Hospital "operating theatres"--how useful are they?

If you’ve ever seen an old movie about surgeons there’s a good chance theres a scene where the great surgeon performs a hair-trigger procedure while other doctors watch with interest from rows of seats overlooking the operating table. There was a similar scene in the Seinfeld “Junior Mint” episode.

My question is simple. IRL, how can the spectator really see what the surgeon’s doing? It seems like the action of the operation is too small-scale and too far away to really see what the surgeon’s doing. Or is the point really to observe how the surgeon runs the operation and directs the nurses and the anesthesiologist, rather than to see what he/she actually does?

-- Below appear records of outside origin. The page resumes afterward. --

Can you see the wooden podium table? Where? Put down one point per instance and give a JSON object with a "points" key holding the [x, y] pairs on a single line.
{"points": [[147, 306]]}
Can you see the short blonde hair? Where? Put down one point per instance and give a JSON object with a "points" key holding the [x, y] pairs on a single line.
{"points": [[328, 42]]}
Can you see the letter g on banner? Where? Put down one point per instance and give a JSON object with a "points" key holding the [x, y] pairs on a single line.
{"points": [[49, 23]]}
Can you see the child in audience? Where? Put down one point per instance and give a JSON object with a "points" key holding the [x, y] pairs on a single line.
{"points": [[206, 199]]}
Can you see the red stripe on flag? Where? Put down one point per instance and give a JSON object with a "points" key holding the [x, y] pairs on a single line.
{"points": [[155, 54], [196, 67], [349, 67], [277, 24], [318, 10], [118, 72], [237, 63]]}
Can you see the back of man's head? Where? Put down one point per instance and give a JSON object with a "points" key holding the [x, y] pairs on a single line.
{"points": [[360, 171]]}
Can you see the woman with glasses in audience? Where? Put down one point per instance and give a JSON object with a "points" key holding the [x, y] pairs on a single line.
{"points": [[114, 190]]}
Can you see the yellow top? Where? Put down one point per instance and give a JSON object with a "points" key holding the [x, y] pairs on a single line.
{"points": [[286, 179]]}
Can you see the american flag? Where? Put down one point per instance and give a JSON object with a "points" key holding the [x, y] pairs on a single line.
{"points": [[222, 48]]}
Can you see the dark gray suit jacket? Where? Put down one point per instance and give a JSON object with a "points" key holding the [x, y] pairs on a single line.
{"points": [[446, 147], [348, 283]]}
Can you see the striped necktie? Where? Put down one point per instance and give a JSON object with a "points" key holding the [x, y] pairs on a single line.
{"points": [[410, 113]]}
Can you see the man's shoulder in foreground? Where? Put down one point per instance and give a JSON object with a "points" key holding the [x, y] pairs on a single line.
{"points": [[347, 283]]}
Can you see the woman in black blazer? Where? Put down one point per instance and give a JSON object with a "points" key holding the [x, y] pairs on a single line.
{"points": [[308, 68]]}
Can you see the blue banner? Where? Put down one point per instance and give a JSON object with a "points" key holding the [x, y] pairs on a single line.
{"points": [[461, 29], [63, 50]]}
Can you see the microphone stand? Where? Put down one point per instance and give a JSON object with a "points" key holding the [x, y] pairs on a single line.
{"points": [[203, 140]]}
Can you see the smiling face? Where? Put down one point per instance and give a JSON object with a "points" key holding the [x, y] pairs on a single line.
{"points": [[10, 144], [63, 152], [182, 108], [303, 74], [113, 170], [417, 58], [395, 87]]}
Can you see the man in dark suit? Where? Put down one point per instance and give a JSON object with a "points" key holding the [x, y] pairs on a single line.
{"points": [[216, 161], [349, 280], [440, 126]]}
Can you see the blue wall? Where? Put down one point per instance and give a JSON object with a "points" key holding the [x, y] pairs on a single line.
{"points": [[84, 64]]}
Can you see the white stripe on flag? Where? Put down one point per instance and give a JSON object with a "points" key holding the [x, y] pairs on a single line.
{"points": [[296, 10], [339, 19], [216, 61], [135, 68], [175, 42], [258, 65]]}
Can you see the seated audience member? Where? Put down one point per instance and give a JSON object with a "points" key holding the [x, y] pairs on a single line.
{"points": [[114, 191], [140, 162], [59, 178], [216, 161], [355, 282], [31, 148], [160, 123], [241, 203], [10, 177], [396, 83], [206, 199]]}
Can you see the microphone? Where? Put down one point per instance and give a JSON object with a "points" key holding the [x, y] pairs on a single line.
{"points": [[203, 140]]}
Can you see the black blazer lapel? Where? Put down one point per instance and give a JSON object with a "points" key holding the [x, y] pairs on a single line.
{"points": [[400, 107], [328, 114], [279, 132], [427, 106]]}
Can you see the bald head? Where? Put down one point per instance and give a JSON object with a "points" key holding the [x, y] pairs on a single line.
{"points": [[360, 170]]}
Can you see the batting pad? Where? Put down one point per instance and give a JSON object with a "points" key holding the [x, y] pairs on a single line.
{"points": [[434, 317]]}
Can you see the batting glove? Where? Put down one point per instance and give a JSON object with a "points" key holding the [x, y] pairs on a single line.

I ANA MD, but in teaching hospitals the surgeon is often doing more than performing the operation. The surgeon is providing a running commentary about the surgery – the order things are done, what to look for, what you might find that would necessitate a change in the original plan, what to do under different circumstances should they arise. I have wiynessed this at the hospital where I work (not in a medical capacity). It’s more about passing on knowleddge and analytical thinking than technique.

And these daya with new imaging technologies the observers can very often see almost exactly what the surgeon does through video distribution, A great deal of surgery is done without the surgeon ever directly seeing the work. A camera is inserted through one or two small incisions, and the instruments through others, and the surgeon operates by camera, which can be sent (along with the audio portion) all over the hospital – or the world for that matter. So these theaters may be disappearing in the near future from more modern medical environments.